Avec Trump, l’annexion de la Cisjordanie revient au cœur des débats en Israël
Opérations militaires israéliennes en Cisjordanie ©IB

En 2020, le "deal du siècle" de Donald Trump pour le conflit israélo-palestinien prévoyait l'annexion par Israël de pans de la Cisjordanie. Le retour du républicain à la Maison Blanche en 2025 ravive en Israël le débat sur cette question ultra-sensible.

Mais finalement, sous la pression de la communauté internationale et à la faveur d'un accord de normalisation de ses relations avec les Émirats arabes unis et Bahreïn facilité par le gouvernement Trump, Israël avait "reporté", selon l'expression du Premier ministre Benjamin Netanyahou, son projet d'annexion partielle.

2025 sera "l'année de la souveraineté" israélienne en Cisjordanie, et l'arrivée du nouveau gouvernement américain l'occasion d'annexer les colonies de ce territoire palestinien occupé par Israël depuis 1967, veut croire le ministre israélien des Finances, Bezalel Smotrich, lui-même colon, et ministre chargé de la gestion civile en Cisjordanie (au sein du ministère de la Défense).

Hors Jérusalem-Est, occupée et annexée dès 1967 par Israël, plus de 490.000 Israéliens vivent en Cisjordanie, au milieu de trois millions de Palestiniens, dans des colonies que l'ONU juge illégales au regard du droit international.

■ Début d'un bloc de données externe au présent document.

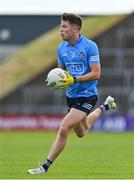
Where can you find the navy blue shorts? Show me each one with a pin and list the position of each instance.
(85, 104)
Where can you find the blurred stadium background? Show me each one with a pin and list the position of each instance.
(29, 110)
(28, 45)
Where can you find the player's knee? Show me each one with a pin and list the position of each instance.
(63, 131)
(80, 135)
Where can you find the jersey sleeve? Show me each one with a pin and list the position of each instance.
(93, 54)
(60, 60)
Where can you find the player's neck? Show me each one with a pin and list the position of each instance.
(73, 40)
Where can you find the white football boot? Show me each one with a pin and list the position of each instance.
(111, 103)
(39, 170)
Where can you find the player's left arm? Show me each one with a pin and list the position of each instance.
(93, 75)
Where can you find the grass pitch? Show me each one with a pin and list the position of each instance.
(96, 156)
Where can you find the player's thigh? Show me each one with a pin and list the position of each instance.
(79, 129)
(72, 118)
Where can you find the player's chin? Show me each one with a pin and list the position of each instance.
(64, 38)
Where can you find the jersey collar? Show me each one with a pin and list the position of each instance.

Aujourd'hui, "l'État d'Israël doit prendre une décision", plaide Israël Ganz, chef du Conseil de Yesha, principale organisation représentative des colons de Cisjordanie.

Car sans une pleine souveraineté, "personne ne prend la responsabilité des infrastructures, des routes, de l'eau, de l'électricité" et "donc toute personne qui vit ici finit par en payer le prix", affirmait-il début décembre devant la presse, en allusion au fait que la Cisjordanie est soumise à la loi militaire.

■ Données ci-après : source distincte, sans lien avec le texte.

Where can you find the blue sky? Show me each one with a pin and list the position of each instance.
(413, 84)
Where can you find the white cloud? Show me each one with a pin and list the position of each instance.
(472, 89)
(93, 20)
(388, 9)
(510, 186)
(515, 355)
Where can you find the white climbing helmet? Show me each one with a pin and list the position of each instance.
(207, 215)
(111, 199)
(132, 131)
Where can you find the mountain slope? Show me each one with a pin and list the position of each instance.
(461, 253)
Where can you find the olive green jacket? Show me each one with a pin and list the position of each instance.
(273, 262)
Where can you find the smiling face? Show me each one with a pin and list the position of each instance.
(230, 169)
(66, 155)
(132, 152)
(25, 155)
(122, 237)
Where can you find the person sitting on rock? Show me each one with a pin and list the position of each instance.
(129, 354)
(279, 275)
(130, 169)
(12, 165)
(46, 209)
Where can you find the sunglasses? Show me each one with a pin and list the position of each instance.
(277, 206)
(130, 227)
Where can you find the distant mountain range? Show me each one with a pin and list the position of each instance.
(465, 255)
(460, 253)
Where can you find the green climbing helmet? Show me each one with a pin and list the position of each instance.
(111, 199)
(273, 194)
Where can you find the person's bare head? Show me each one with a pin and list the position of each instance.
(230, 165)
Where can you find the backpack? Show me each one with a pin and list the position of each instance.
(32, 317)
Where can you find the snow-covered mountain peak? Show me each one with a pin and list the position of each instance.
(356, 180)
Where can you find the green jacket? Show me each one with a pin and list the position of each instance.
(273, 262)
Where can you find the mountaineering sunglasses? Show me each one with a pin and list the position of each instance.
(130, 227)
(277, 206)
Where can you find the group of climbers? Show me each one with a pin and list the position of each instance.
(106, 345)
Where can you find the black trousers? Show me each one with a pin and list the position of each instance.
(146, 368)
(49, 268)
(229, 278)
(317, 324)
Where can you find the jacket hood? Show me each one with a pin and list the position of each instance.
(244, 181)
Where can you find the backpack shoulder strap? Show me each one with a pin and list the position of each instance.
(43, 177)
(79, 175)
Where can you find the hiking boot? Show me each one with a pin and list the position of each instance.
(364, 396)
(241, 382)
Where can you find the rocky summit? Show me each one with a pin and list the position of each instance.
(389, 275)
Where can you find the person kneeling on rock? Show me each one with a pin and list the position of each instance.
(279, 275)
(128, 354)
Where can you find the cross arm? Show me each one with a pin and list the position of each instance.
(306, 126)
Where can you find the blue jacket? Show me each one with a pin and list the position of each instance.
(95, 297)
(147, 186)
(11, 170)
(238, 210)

"Nous ferons tout pour appliquer la souveraineté israélienne, au moins à la zone C" qui est entièrement sous administration israélienne et représente environ 60% de la Cisjordanie, dit-il, évoquant des discussions à venir "entre Israéliens sur les zones concernées" et sur "les droits (des Palestiniens) qui resteront".

 "Le meilleur" 

L'intention de M. Trump de nommer Mike Huckabee, proche des milieux israéliens pro-colonisation, au poste d'ambassadeur des États-Unis en Israël, a galvanisé les partisans de l'annexion.

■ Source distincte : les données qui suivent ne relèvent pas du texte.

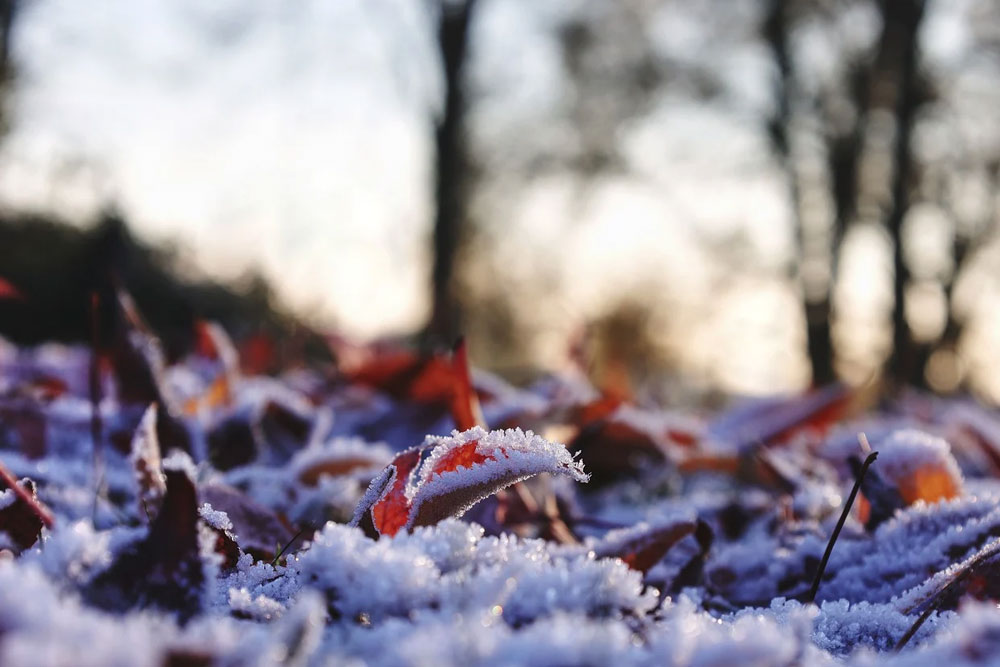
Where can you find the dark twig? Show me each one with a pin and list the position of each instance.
(947, 591)
(96, 425)
(274, 563)
(810, 596)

"Trump va mener une politique basée sur ce qu'il considère être le meilleur pour l'Amérique et la région", dit Eugene Kontorovich, du cercle de réflexion conservateur Misgav Institute.

Selon lui, la question est de savoir "par quoi il va commencer cette fois-ci".

Car depuis 2020, les conditions ont considérablement changé avec la guerre à Gaza, déclenchée par l'attaque 7 octobre, l'affaiblissement du Hezbollah libanais et la chute du président syrien, Bachar al-Assad.

"Le 7-Octobre a montré à tout le monde le danger de laisser le statut de ces territoires en suspens", estime Eugene Kontorovich en référence à Gaza.

M. Kontorovich en est convaincu: "La guerre a réellement éloigné une grande partie de la population israélienne de la solution à deux États".

Indépendamment de la réélection de M. Trump, des ONG de défense des droits humains dénoncent une annexion de facto, comme le prouvent selon elles la hausse des terres saisies ou la refonte discrète, sous l'impulsion de M. Smotrich, de la structure bureaucratique et administrative par laquelle Israël gère la Cisjordanie.

"Cauchemar" 

Une annexion de jure serait, elle, lourde de conséquences en termes de droits.

Israël ne peut pour l'instant pas exproprier des terres privées en Cisjordanie, mais "une fois la région annexée, la loi israélienne (lui) permettrait de le faire. C'est là une grande différence", note Aviv Tatarsky, de l'ONG israélienne anti-colonisation Ir Amim.

M. Tatarsky est également convaincu qu'en cas d'annexion de la zone C, les Palestiniens qui y vivent n'obtiendraient pas le statut de résidents, sur le modèle de celui accordé aux Palestiniens de Jérusalem-Est.

Aujourd'hui, ce statut permet notamment à ces derniers de saisir n'importe quelle juridiction israélienne en cas de litige, contrairement aux Palestiniens de Cisjordanie, qui ne peuvent saisir que la Cour suprême d'Israël.

D'autre part, relève M. Tatarsky, "plus de 90% des Palestiniens vivent dans les zones A et B (où l'Autorité palestinienne exerce des pouvoirs limités, NDLR) mais leurs besoins quotidiens, leur routine, sont inséparables de la zone C", où se trouvent "la plupart des terres" agricoles, et l'annexion pourrait virer pour eux au "cauchemar".